Nippon Life Insurance, Japan’s largest private-sector life insurer, established a structured finance department on April 1 to invest in domestic and international PF to generate greater returns. Nippon Life has a larger appetite than its peers and has already invested over ¥300bn in the last two years in structured finance loans, such as domestic PF, leveraged buyout financings and hybrid financings.
Shinji Kuge heads the 12-member team that is expected to expand further with more hires later this year, as the insurer aims to invest ¥1.5trn (US$13.77bn) in growth areas, including onshore and offshore PF, over the next four years.
Dai-ichi has similar ambitions. “Our target for this fiscal year [ending March 2018] is 20%–30% more than what we invested in the previous FY. We are beefing up the team, too,” said Akinao Nishio, deputy general manager of structured finance group, fixed-income investment department at Dai-ichi Life.

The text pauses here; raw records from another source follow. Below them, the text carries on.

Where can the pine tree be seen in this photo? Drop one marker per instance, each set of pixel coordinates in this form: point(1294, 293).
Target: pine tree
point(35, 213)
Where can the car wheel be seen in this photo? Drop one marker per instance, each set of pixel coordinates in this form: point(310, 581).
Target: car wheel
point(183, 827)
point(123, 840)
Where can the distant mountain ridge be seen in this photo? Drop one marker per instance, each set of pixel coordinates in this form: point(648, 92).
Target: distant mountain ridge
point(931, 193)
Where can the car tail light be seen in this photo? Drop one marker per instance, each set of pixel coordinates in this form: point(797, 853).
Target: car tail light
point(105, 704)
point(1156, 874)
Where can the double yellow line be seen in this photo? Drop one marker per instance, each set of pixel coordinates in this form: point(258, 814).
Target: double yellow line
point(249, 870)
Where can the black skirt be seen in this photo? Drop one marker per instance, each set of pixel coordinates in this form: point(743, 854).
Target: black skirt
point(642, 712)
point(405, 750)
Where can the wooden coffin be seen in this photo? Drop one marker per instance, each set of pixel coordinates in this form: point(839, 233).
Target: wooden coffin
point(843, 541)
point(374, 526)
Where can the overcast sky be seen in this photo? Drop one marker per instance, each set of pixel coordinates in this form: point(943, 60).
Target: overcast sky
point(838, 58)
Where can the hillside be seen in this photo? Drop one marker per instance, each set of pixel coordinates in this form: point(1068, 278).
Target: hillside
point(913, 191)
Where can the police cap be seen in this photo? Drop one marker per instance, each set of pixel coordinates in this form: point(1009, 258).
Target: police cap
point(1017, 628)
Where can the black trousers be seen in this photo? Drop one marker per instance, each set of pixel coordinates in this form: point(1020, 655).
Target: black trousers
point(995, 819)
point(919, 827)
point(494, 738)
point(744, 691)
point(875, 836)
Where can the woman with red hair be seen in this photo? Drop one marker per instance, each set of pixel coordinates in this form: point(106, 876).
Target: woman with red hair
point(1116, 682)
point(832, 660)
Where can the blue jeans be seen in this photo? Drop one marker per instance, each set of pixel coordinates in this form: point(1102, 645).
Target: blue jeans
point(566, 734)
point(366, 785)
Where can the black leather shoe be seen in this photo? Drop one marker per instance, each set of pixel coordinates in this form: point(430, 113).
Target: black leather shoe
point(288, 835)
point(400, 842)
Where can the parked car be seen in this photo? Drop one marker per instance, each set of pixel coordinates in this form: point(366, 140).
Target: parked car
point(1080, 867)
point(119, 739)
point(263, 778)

It isn’t only life insurance companies that are looking for greater returns than those available in the Japanese domestic market.
Japan holds enormous amounts of capital – indeed it is the world’s largest creditor nation and foreign reserves are approaching US$1.5trn. The country has one of the largest pools of institutional investment assets in the world and the Japanese Government Pension Investment Fund (GPIF) is known as the world’s single largest public pension fund.
Historically, the asset allocation of Japan’s public pension funds has been heavily weighted to Japanese Government Bonds (JGBs). More than 60% of Japan’s assets under management were allocated to very low yield JGBs in 2012.
A number of recent reforms to the GPIF have been undertaken to respond to the size and speed of demographic changes, the introduction of more sophisticated investment options in the market, and the impact of Japanese government economic policies.
The Pension Fund Association (PFA) moved relatively early by participating in one of the world’s largest infrastructure investment alliances, the Global Strategic Investment Alliance (GSIA), in 2012. The PFA now invests up to A$2.5bn in large-scale infrastructure assets together with other Japanese financial institutions.
However, the majority of Japanese pension funds have very limited capacity for direct investment. These limitations are partially regulatory, but are also driven by limited numbers of professionals who can directly manage investments.
This is changing. On April 11, the Government Pension Investment Fund put out a notice calling for asset managers for its fund of funds with expertise in diversified investments in mainly Core/Brown field Infrastructure.
The rising participation of Japanese insurers and pension funds should bode well for the global PF market, which clocked 2016 volume of US$265bn, down 4.5% year-on-year. Japanese banks have dominated global PF as the stagnant economy and a negative interest rate environment at home has pushed them overseas in search of greater returns.
The insurers and funds are following suit.
The power sector, which accounted for almost half of global PF volume last year, holds the greatest appeal for Japanese insurers as the stable cashflow-generating assets pose fewer risks, while providing returns that are better than thinly priced plain-vanilla corporate loans.
Nippon Life and Dai-ichi Life, which shown to have an appetite for offshore wind-power projects, are also expected to invest in Japanese renewables.
“Our company is in the process to acquire know-how through our recent investment in the German offshore wind-power project. We would like to participate if a good project emerges in Japan in the future,” according to Dai-ichi.
The interest will now be on how soon one of the large insurers or pension funds will join an offshore bidding consortium for a chance to be at the front of an infrastructure asset auction. They will only need to look at the performance of their global peers to appreciate the returns achieved from infrastructure investment.